Din menilai, Muhammadiyah harus menjadi penyelesai masalah-masalah bangsa dan bukan sebaliknya menjadi bagian dari permasalahan itu sendiri (a part of the problem).
“Pemberian konsesi tambang untuk ormas keagamaan seperti bisa jadi akan dinilai positif sebagai bentuk perhatian pemerintah kepada mereka,” jelasnya.
Namun, kata Din, pemberian WIUPK tersebut disinyalir sarat akan motif kepentingan. Sebab, pemerintah terkesan ingin mengambil hati para pegiat ormas keagamaan.
Din Syamsuddin pun berharap pemerintah melakukan aksi keberpihakan atau affirmative actions dengan menciptakan keadilan ekonomi dan tidak hanya memberi konsesi kepada pihak tertentu.

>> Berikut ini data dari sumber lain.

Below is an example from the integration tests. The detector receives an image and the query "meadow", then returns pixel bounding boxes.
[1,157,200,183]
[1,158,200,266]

Ada beberapa masalah yang disoroti dari pemberian WIUPK, pertama pemberian konsesi tambang batu bara kepada NU dan Muhammadiyah tetap tidak seimbang dengan jasa dan peran kedua Ormas Islam itu, dan tetap tidak seimbang dengan pemberian konsesi kepada perusahan-perusahaan yang dimiliki oleh kelompok segelintir penguasa ekonomi.
“Dunia minerba Indonesia dikuasai oleh beberapa perusahaan saja. Sumber daya alam Indonesia sungguh “dijarah secara serakah” oleh segelintir orang yang patut diduga berkolusi dengan pejabat,” tuturnya.
Masalah kedua, pemberian tambang batu bara dilakukan di tengah protes global terhadap energi fosil sebagai salah satu penyebab perubahan iklim dan pemanasan global.
“Saya diminta mewakili Islam meletakkan petisi kepada Sekjen PBB agar pada 2050 tidak ada lagi energi fosil. Maka, besar kemungkinan yang akan diberikan kepada NU dan Muhammadiyah adalah sisa-sisa dari kekayaan negara,” ujarnya.
Ketiga, pemberian tambang “secara cuma-cuma” kepada NU dan Muhammadiyah potensial membawa jebakan. Dia menyebut, sistem tata kelola tambang dengan menggunakan sistem IUP dan Kontrak Karya adalah sistem zaman kolonial berdasarkan Undang-Undang Pertambangan Indische Mijnwet yang dilanggengkan dengan Undang-Undang Minerba Nomor 4 Tahun 2009 dan Undang-Undang Minerba Nomor 3 Tahun 2020.
“Sistem IUP ini tidak sesuai konstitusi,” tandas Din.
Sebelumnya, Presiden Joko Widodo (Jokowi) telah meneken Peraturan Pemerintah (PP) Nomor 25 Tahun 2024 yang di dalamnya memuat terkait diperkenankannya ormas keagamaan untuk mengelola tambang mineral dan batu bara.